The weather radar display in the aircraft was attenuated and the air traffic controllers' radar displays contained limited weather information. As a result, the crew, and the air traffic controllers who were directing them, did not have an accurate picture of the severity of the weather in the terminal area. Doppler radar, which could have provided this information, was available for the Winnipeg area but not available to the controllers. The airport was not equipped with windshear detection equipment, and the controllers, therefore, did not have a direct indication of the windshear which accompanied the arrival of the storm cell over the airport.

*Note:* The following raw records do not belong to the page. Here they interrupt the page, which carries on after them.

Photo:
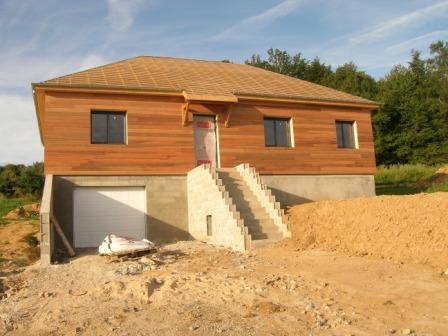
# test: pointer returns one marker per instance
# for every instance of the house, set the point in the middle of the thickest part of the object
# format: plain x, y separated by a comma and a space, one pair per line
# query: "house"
171, 149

The aircraft landed to the right of centre line, which increased the likelihood that it would depart the runway under the prevailing crosswind conditions. The amount of rain which had fallen likely provided a sufficient moisture film for aircraft hydroplaning, and the aircraft landed well above the speed at which hydroplaning can develop. It is likely that the crew lost directional control as the aircraft hydroplaned and moved off the side of the runway under the influence of the crosswind.

When weather conditions precluded instrument approaches for Runway 36, the airport controller arranged to use Runway 13. The tailwind at touchdown likely exceeded the MANOPS guidelines for operations on a wet runway, and the crosswind at touchdown approached the limit in those guidelines. However, the approach controller and the airport controller broadcast the changing wind conditions to the crew during the approach in accordance with the MANOPS. The crosswind and tailwind conditions increased the likelihood that the aircraft would hydroplane after touchdown on Runway 13.

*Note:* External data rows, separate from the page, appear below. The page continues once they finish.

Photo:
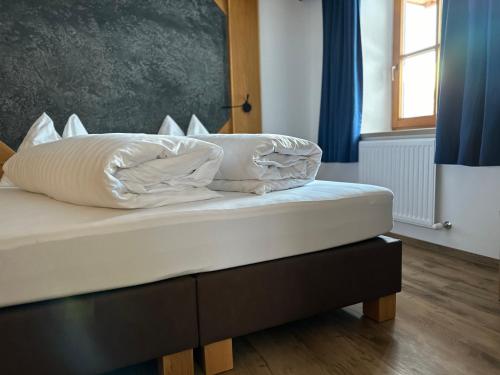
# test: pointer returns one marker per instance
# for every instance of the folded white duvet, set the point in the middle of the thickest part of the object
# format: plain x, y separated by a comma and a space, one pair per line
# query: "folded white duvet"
118, 170
260, 163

Findings as to Causes and Contributing Factors

  1. The aircraft landed during heavy precipitation on a wet runway, and it likely hydroplaned, resulting in a loss of directional control and runway excursion.
  2. The aircraft was cleared, on short notice, for an approach to a runway with a tailwind that exceeded the Air Traffic Services Manual of Operations (MANOPS) guidelines for operations on a wet runway, and was cleared to land with a crosswind that approached the limit in those guidelines.
  3. The crew continued with an instrument approach in rapidly deteriorating weather conditions characterized by heavy rain, low visibility, wind shear, turbulence, and tailwind and crosswind components.

Findings as to Risk

  1. Air traffic controllers at Winnipeg International Airport have limited access to weather information for the terminal area and runway environment. Doppler weather information was available for the Winnipeg area but it was not displayed by the systems available to the controllers.
  2. Windshear detection equipment was not installed at Winnipeg International Airport: this was not a requirement.

Safety Action

After the occurrence, the operator, Perimeter Airlines (Inland) Ltd., added a crew resource management segment to its training programme for Metro pilots.

This report concludes the Transportation Safety Board's investigation into this occurrence. Consequently, the Board authorized the release of this report on 09 December 2002.

1. Units are consistent with official manuals, documents, and instructions used by or issued to the crew.

2. All times are CDT (Coordinated Universal Time minus five hours) unless otherwise noted.

3. Transport Canada, AIP Canada, Section AIR, 1.6.5, TP2300.